Share variable in concurrent.futures


I am trying to do a word counter with mapreduce using concurrent.futures, previously I've done a multi threading version, but was so slow because is CPU bound. I have done the mapping part to divide the words into ['word1',1], ['word2,1], ['word1,1], ['word3',1] and between the processes, so each process will take care of a part of the text file. The next step ("shuffling") is to put these words in a dictionary so that it looks like this: word1: [1,1], word2:[1], word3: [1], but I cannot share the dictionary between the processes because we are using multiprocessing instead of multithreading, so how can I make each process add the "1" to the dictionary shared between all the processes? I'm stuck with this, and I can't continue. I am at this point:

import sys
import re
import concurrent.futures
import time


# Read text file
def input(index):
    try:
        reader = open(sys.argv[index], "r", encoding="utf8")
    except OSError:
        print("Error")
        sys.exit()

    texto = reader.read()
    reader.close()
    return texto


# Convert text to list of words
def splitting(input_text):
    input_text = input_text.lower()
    input_text = re.sub('[,.;:!¡?¿()]+', '', input_text)
    words = input_text.split()
    n_processes = 4
    # Creating processes

    with concurrent.futures.ProcessPoolExecutor() as executor:
        results = []
        for id_process in range(n_processes):
            results.append(executor.submit(mapping, words, n_processes, id_process))
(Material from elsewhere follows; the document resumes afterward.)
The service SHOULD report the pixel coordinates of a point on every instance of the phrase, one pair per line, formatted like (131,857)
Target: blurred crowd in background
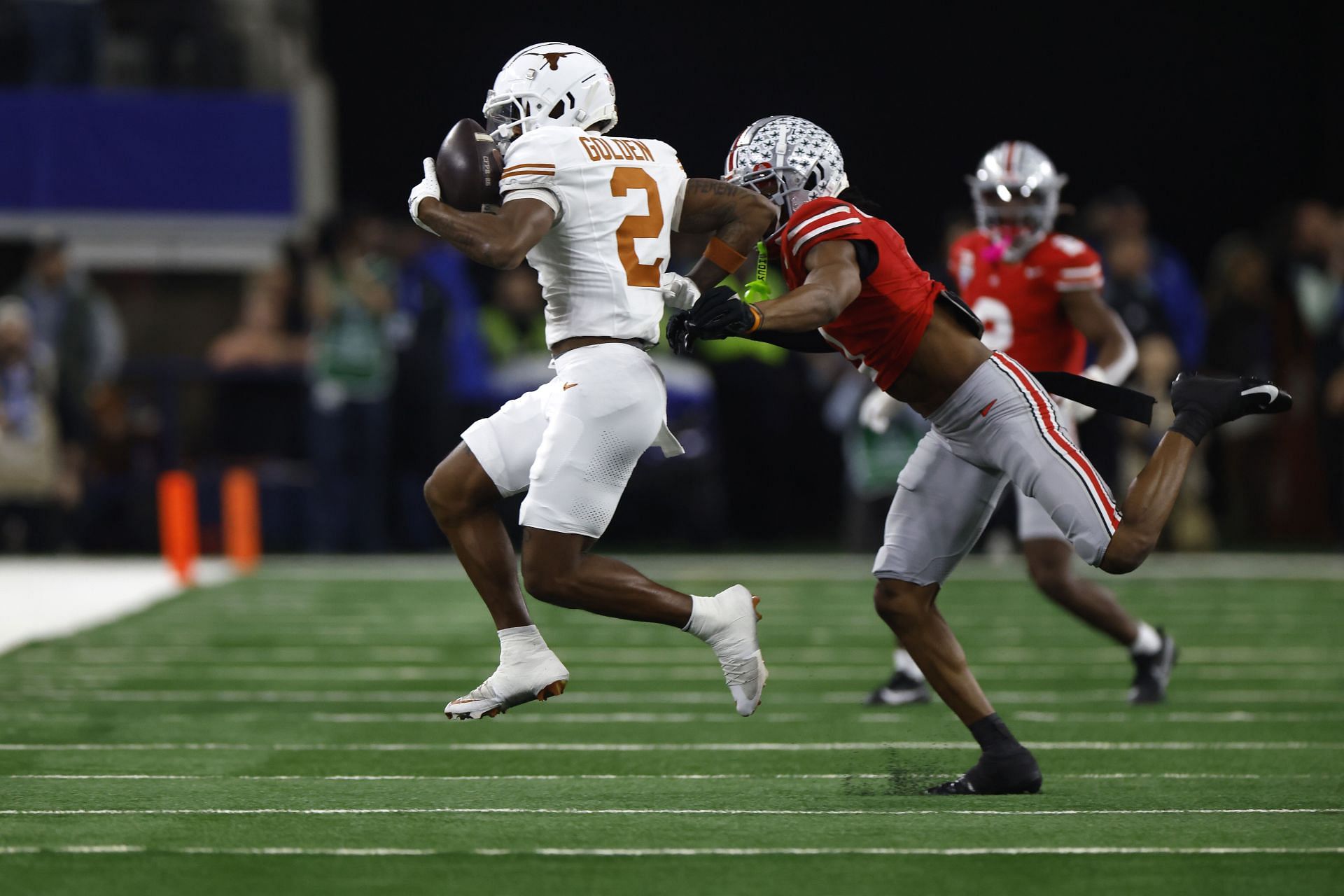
(344,371)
        for f in concurrent.futures.as_completed(results):
            print(f.result())


def mapping(words, n_processes, id_process):
    word_map_result = []
    for i in range(int((id_process / n_processes) * len(words)),
                   int(((id_process + 1) / n_processes) * len(words))):
        word_map_result.append([words[i], 1])
    return word_map_result


if __name__ == '__main__':
    if len(sys.argv) == 1:
        print("Please, specify a text file...")
        sys.exit()
    start_time = time.time()

    for index in range(1, len(sys.argv)):
        print(sys.argv[index], ":", sep="")
        text = input(index)
        splitting(text)
        # for word in result_dictionary_words:
        #   print(word, ':', result_dictionary_words[word])

    print("--- %s seconds ---" % (time.time() - start_time))

I've seen that when doing concurrent programming it is usually best to avoid using shared state as far as possible, so how I can implement Map reduce word count without share the dictionary between processes?


Solution

  • You can create a shared dictionary using a Manager from multiprocessing. I understand from your program that it is your word_map_result you need to share.

    You could try something like this

    from multiprocessing import Manager
    
    ...
    def splitting():
        ...
        word_map_result = Manager().dict()
        with concurrent.futures.....:
            ...
            results.append(executor.submit(mapping, words, n_processes, id_process, word_map_result)
            ...
    
        ...
    
    def mapping(words, n_processes, id_process, word_map_result):
        for ...
        # Do not return anything - word_map_result is up to date in your main process
    

    Basically you will remove the local copy of word_map_result from your mapping function and pass it the Manager instance as a parameter. This word_map_result is now shared between all your subprocesses and the main program. Managers add data transfer overhead, though, so this might not help you very much.

    In this case you do not return anything from the workers so you do not need the for loop to process results either in your main program - your word_map_result is identical in all subprocesses and the main program.

    I may have misunderstood your problem and I am not familiar with the algorithm if it is possible to re-engineer that to work so that you don't need to share anything between processes.